Highlights from the day include a panel on personal spiritual journeys (away from, back to, parallel to, and interweaving with Mormonism), Th.'s "Saturday's Werewolf" paper (which I thoroughly enjoyed even though I've neither read the Twilight books nor watched Saturday's Warrior), House of Falafel falafel, a series of NPR-inspired "This I Believe" segments, and the excellent documentary film The Constant Process (read here the article that appeared in February on the front page of the LA Times).

In Saturday morning's discussion of neuroplasticity and quantum dynamics (with the intention being to explain how people can change their behavior), the presenters cited the observer effect as it relates to the Heisenberg uncertainty principle. Don't ask me to explain it (at least not at 4 a.m.), but their point was that the observer's desire can determine the outcome of the experiment—he will find what he wants to observe. I think it's not really as simple and mystifying as they made it sound, and in that sense I don't really buy it (i.e., it may have more to do with measurement technique than anything else, and I'm not a quantum physicist so I don't really get it). But still, it raises the question: is it possible to remove that desire for a particular outcome, becoming a truly objective observer? When I go to church with a bad attitude (though not so bad that it kept me at home altogether), does that become self-fulfilling prophecy, my experience confirming my doubts and sending me off after sacrament meeting because I "wasn't really feeling it" (from the moment I arrived, or even before)? Can I ever be entirely stripped of self-interest in my interactions with the world and the people around me? 

Yesterday I rode my bike to church and sat alone in the corner. Some days I might be more willing to break out of my shell and participate more actively, but yesterday was one of those when I wanted only to watch and listen, to observe unobserved. Also, to render a sketch inspired by a scene from the previous night/morning's dreams.

On my way home, my skirt got caught in the spokes of my back wheel. My white skirt.
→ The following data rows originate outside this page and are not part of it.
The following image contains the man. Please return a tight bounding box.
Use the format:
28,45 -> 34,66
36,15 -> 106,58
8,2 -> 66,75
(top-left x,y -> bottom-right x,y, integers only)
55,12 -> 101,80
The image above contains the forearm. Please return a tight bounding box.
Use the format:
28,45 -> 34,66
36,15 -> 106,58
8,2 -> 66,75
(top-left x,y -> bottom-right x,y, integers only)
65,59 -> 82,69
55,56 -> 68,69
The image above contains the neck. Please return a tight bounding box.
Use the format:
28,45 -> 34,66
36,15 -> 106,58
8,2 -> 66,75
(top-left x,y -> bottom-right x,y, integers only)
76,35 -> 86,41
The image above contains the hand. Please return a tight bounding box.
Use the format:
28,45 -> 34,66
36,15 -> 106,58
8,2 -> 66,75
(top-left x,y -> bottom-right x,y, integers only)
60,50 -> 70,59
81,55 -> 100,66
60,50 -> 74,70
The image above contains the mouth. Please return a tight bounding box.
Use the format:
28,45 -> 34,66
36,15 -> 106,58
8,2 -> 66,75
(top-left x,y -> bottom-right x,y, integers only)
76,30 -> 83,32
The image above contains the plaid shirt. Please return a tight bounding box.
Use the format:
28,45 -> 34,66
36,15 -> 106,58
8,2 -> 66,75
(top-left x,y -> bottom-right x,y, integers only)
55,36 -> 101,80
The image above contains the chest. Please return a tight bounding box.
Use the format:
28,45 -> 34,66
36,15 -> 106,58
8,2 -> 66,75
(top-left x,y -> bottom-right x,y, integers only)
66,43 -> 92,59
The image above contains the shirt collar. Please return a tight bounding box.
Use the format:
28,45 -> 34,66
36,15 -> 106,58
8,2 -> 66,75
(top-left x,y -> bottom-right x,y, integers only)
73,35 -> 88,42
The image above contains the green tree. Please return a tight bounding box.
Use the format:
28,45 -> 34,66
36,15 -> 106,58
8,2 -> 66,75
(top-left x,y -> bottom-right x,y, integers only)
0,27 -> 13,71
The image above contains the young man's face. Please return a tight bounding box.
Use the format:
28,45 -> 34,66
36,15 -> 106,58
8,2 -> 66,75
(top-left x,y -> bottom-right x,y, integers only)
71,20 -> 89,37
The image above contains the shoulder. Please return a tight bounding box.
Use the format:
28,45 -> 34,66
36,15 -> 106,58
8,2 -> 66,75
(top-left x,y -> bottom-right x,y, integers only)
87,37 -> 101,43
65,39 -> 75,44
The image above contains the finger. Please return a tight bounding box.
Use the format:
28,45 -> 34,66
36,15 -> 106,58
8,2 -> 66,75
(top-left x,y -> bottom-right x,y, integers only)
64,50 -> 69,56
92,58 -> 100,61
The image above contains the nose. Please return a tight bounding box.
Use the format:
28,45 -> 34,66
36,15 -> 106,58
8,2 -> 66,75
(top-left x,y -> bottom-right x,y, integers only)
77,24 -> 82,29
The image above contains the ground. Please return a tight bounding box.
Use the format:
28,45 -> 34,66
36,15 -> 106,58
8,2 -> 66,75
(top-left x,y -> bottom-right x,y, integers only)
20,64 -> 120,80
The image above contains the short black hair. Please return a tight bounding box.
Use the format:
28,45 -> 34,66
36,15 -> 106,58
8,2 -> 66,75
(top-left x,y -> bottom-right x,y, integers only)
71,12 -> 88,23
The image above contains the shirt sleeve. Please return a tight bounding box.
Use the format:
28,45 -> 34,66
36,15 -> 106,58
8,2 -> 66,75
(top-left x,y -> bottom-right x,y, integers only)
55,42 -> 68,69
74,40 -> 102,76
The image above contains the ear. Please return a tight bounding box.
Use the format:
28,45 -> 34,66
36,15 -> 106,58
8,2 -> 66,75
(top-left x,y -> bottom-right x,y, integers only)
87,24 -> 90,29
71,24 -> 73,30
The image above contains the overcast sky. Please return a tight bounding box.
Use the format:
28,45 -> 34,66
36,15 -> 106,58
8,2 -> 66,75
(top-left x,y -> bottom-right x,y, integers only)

Lessons learned: (1) flowy fabrics and spinning wheels should be mingled with great care, (2) stain remover is my friend, (3) bike shorts may be a smart addition to my wardrobe, and (4) had I actually crashed, I'd be grateful to find several friendly Palo Altans out for a two-wheeled spin on a sunny-Sunday afternoon who, far from being cold objective observers, would, I believe, be happy to help me up, ask me if I were okay, call a medic, and/or laugh with me at my humiliating stupidity, as appropriate. 


FoxyJ said...

I'd never heard of the Cupertino effect. Thought maybe it would have something to do with the complete absence of fast food restaurants :)

I do think that you are correct in assuming that it is nearly impossible to be a disinterested observer. How exactly that works and what effects it has on our lives are somewhat debatable.

I'm glad you had a good time--thanks again for letting me come crash at your house.

Th. said...


I had a similar experience at Sunstone, having, like you, no previous experience. I consider myself quite orthodox (though not conservative) but I didn't feel particularly put upon. Although my brain was functioning at a slower speed Saturday so I was never able to work out my comments before time was up, so who knows?

I was just trying to talk about the observer effect and the anthropic principle last week with my AP kids. They rejected it. So's you know.

Em said...

I REALLY love your summary/observations on Sunstone. I've always wanted to go...I think you painted a nice picture. And It sounds like you and FoxyJ had a great time. Which is a good thing for both of you! :-)

Petra said...

Oh, man, now I'm even MORE sad that I was out of town that weekend.